Professional Version Basis of AI Backprop Hypertext Documentation

Copyright (c) 1990-97 by Donald R. Tveter

Training

This menu window deals with initializing the weights and training the network.

Run

The "Run" button runs a number of iterations (one iteration is one pass through the whole training set) and prints the status of the training and test set patterns at regular interval. One entry box lets you enter the total number of iterations however this value is not set until the "Run" button is clicked. The same applies to the printing rate. The typed form of the command looks like:

r 100 10

Seed Values

The seed is a randomly chosen number used to generate random initial values for the weights. This pro version allows you to have multiple seeds, a useful capability at times especially when benchmarking. Seed values can also be advanced outside of benchmarking, for details see the Use the entry box to type in a new seed value which should be less than 32767. The typed commands look like:

s 99         * seed is 99
s 1 2 3 4 5  * seeds are 1 2 3 4 5
s            * seed is CPU time mod 32768

Incrementing Seeds

Whenever you clear and initialize the default action is to re-set the seed value so that the initial random weights will always be the same. Sometimes you may want different weights when you clear and initialize, if the incrementing seeds flag is on you will get the next set of random weights that come from the seed value instead of the same ones, or if there is more than one seed you will advance to the next seed value. The button here allows you to turn this option on and off. The typed command to turn on incrementing seeds is "s i+" and the typed command to turn it off is "s i-". Turning incrementing seeds off resets the seed to the first value in the seed list.

Initialize Weights to +/-:

This button actually initializes the weights based on the seed value. If you enter a new weight range in the entry box and type a carriage return it also initializes the weights. The typed command to initialize to +/- 0.5 is:

ci 0.5   * clear and initialize to +/-0.5
You can click the button to read weights from the file named in the entry box or type a file name into the end box and end with a carriage return.

Set Weights To 0

This button sets the weights to 0, ordinarly this is not a good idea since random initial weights will almost certainly work better. The typed command is:

c   * set the weights to 0 (c for clear)

Weight Decay

One way to improve generalization is to use weight decay. In this procedure each weight in the network is decreased by a small factor at the end of each training cycle. If the weight is w and the weight decay term is 0.0001 then the decrease is given by:

   w = w - 0.0001 * w
Reasonable values to try for weight decay are 0.001 or less.

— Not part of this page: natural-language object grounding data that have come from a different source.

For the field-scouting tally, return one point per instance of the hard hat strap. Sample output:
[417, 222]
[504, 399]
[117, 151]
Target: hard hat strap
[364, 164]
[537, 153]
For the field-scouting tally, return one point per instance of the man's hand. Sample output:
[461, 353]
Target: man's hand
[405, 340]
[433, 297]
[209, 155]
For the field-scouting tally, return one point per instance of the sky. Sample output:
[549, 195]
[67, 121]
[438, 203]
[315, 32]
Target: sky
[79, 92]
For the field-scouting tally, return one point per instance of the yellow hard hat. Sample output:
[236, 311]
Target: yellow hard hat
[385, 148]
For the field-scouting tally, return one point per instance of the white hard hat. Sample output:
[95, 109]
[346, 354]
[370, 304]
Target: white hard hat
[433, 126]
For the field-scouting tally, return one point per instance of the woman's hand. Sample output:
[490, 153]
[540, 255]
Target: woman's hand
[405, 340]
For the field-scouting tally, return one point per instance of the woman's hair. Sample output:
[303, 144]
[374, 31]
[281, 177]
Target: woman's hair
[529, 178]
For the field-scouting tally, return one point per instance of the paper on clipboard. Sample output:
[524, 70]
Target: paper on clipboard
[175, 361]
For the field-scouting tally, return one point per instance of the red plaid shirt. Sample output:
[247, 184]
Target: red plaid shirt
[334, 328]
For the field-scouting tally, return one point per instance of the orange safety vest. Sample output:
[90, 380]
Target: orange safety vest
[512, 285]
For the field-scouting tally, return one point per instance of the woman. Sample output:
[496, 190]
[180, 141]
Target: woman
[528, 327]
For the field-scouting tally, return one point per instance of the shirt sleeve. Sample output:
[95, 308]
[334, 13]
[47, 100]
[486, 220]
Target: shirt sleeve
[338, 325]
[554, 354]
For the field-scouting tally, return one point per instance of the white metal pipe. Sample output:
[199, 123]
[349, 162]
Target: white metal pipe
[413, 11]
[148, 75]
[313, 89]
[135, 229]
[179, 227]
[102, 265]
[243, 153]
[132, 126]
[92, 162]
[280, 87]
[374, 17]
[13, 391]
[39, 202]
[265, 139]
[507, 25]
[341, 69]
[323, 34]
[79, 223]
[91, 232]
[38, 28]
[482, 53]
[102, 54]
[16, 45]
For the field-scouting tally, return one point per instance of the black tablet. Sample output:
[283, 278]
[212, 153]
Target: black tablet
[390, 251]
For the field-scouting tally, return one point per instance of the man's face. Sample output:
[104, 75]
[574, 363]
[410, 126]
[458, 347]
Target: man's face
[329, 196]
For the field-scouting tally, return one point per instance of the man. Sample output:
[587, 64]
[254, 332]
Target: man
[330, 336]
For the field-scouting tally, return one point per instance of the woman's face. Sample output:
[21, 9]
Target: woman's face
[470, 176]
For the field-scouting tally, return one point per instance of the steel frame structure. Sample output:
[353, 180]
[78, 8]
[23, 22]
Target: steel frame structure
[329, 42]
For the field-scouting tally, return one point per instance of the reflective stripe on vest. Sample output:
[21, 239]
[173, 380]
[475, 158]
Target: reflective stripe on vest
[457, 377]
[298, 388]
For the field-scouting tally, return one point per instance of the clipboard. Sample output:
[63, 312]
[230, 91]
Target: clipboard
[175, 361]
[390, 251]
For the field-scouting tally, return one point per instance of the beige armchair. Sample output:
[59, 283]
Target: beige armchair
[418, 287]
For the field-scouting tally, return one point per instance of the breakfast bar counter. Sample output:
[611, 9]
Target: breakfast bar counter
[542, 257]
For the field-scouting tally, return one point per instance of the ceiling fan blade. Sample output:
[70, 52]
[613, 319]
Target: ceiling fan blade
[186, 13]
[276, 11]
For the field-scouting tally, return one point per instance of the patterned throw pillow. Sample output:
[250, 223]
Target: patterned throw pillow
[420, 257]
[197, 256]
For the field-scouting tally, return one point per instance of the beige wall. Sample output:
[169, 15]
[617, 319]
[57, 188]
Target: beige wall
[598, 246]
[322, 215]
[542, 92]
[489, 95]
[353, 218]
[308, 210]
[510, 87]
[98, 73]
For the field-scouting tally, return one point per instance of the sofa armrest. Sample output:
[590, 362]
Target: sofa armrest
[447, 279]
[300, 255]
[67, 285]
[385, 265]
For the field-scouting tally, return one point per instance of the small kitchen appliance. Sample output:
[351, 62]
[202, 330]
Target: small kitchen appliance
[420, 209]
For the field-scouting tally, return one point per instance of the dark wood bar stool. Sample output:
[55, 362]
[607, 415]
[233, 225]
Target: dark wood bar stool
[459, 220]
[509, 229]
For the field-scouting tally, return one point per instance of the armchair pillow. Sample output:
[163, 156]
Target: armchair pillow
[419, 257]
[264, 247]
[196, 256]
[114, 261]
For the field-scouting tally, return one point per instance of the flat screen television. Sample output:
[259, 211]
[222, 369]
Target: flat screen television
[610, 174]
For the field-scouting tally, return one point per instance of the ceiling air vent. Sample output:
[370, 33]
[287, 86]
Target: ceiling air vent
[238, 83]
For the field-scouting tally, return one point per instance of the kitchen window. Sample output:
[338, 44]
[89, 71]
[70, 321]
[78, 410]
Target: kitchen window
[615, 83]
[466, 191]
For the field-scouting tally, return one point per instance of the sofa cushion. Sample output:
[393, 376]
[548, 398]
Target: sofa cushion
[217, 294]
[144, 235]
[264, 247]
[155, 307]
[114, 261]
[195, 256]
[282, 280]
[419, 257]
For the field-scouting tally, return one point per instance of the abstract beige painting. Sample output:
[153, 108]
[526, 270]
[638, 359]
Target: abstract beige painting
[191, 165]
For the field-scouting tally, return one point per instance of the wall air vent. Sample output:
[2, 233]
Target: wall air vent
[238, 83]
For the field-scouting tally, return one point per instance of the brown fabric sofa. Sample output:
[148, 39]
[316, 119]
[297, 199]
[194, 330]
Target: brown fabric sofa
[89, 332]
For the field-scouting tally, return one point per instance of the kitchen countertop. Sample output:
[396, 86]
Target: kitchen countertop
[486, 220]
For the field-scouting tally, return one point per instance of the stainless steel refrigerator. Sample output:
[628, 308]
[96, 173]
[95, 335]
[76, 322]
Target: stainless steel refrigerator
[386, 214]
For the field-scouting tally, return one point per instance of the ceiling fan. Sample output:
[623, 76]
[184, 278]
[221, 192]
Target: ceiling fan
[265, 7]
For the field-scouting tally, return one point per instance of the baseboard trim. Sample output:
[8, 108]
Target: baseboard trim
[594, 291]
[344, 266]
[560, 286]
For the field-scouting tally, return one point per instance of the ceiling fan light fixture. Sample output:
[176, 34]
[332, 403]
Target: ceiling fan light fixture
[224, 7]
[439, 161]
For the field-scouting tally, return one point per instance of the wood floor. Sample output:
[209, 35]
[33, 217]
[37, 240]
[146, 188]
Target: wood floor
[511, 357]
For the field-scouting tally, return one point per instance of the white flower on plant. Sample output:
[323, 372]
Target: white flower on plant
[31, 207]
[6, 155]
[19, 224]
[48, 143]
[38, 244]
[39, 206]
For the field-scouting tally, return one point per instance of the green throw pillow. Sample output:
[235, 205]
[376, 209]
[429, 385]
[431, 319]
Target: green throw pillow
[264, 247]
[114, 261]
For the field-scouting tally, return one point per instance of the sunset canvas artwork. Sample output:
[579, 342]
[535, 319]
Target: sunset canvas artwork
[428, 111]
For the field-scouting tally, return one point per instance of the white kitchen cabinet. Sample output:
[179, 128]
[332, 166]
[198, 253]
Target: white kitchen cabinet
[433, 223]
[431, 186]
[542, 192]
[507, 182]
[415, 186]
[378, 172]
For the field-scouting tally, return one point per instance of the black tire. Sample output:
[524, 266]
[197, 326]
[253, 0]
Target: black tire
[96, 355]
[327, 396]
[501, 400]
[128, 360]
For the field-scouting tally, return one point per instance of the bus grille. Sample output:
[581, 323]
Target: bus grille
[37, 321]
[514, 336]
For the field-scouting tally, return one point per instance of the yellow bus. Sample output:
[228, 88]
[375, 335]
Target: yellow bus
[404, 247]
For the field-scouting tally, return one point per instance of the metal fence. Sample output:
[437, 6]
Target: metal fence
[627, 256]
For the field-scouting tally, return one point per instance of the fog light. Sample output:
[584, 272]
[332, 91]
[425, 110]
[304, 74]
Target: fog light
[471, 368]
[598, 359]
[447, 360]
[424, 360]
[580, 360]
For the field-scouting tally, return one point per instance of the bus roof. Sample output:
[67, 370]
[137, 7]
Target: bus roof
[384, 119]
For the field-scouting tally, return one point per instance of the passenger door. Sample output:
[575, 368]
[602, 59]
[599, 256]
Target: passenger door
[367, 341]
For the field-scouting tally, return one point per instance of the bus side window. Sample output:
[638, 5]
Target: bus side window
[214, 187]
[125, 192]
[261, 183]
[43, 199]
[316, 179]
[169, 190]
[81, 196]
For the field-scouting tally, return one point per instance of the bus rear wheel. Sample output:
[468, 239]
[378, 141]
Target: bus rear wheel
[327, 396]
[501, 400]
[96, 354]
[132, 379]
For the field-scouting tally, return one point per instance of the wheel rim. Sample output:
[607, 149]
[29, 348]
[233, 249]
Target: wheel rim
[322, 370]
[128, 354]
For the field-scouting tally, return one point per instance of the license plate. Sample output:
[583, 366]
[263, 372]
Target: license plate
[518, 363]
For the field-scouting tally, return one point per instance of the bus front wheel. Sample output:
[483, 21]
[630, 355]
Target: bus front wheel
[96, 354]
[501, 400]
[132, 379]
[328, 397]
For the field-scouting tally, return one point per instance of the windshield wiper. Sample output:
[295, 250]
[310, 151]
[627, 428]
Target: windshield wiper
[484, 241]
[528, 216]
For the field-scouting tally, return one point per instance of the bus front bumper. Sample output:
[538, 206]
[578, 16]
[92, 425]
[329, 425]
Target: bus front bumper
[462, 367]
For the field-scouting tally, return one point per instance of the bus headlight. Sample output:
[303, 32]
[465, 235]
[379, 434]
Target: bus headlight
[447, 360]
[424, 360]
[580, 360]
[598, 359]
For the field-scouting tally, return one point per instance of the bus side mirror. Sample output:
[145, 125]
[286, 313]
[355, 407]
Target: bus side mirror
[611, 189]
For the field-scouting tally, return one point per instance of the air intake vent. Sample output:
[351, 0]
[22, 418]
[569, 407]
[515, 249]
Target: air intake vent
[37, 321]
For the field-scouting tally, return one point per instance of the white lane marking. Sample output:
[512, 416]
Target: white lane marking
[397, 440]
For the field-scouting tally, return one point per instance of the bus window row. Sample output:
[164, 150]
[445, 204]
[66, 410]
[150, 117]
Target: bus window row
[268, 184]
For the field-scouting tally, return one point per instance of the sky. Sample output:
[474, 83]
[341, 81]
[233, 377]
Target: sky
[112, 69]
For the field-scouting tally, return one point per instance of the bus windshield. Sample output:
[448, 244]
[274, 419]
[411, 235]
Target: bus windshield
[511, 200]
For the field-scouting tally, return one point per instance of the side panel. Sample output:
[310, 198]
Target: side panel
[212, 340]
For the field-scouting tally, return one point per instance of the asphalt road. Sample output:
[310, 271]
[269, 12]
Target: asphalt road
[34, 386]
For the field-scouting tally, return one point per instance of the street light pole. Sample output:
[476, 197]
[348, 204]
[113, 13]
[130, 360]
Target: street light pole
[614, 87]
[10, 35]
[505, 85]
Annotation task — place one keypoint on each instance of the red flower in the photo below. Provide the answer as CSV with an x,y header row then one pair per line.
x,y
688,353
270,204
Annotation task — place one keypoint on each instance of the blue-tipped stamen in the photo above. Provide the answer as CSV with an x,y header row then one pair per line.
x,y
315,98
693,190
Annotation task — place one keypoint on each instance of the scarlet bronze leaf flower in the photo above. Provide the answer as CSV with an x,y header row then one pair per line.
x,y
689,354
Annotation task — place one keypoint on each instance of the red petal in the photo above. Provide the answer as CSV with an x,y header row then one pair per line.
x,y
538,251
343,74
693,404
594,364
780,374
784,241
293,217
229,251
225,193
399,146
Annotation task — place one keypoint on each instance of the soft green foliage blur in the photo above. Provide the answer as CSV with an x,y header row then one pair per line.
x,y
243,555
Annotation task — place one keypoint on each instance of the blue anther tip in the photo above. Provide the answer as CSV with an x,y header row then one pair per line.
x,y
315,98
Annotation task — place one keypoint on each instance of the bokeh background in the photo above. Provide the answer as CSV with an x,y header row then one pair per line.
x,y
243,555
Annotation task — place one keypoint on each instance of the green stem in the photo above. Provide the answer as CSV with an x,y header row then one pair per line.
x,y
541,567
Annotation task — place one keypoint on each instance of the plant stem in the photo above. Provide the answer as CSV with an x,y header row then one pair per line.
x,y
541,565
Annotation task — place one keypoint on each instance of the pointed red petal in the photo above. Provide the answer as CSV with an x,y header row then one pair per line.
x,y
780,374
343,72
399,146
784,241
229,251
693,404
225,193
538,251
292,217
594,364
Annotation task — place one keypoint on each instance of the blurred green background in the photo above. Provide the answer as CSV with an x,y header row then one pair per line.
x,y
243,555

There is one report that the best time to start weight decay is when the network reaches a minimum on the test set but it is difficult to decide when the network has reached a minimum. There is no automatic way of turning on weight decay at a certain point although its one of those things I should add. The typed command is: "a wd 0.0005" to set the weight decay factor to 0.0005.

Giving the Network a "Kick"

Sometimes networks get themselves trapped in local minima with no way out. One way to get the network out of the trap is to drastically alter the weights. To do this there is a "kick" command. For instance the command:

k 8 4
will take all the weights in the network that are greater than or equal to 8 (this is the kick size, hardly a good term, sigh) and decrease them by a random number between 0 and 4 (this is the kick range). Weights less than or equal to -8 will be increased by a random number between 0 and 4. The poor terminology came from the initial use of the kick command, it was designed to initialize a network before the clear and initialize command was added. There is no guarantee that this procedure is particularly good however I have found that it works at times.

The Paging Mechanism

When there is a large amount of output from a command it is convenient to get it page by page and to stop the output of the command if necessary. For example you may have 100 patterns to list and if you decide to list them you may be happy seeing only the first 24. To implement paging the program resets a line count parameter for every command and when the number of lines output from the command reaches the page size a "More?" box comes up that works like the traditional more command only here you have to click your choice rather than type. The choices are one more page, half a page, one line, stop paging or break the command loop. The default page size is 24 and it can be reset by entering a new value in the entry box in the GUI menu window.

Tolerance

The program will stop training when the output values are close enough to the target values. Close enough is defined by the tpu command as in:

tpu 0.1  * tolerance per unit is 0.1
where every output unit for every pattern must be within 0.1 of its target value. Another looser standard is to simply make the average error smaller than some value but this program does not implement that. In practice in classification problems you only care about the right answer getting the largest output value. In the A menu window there is an entry box where you can type in a new tolerance value.

Older versions of the program had the 't' command where the tolerance could only be set to a value in the range [0..1) but 'tpu' allows any positive value.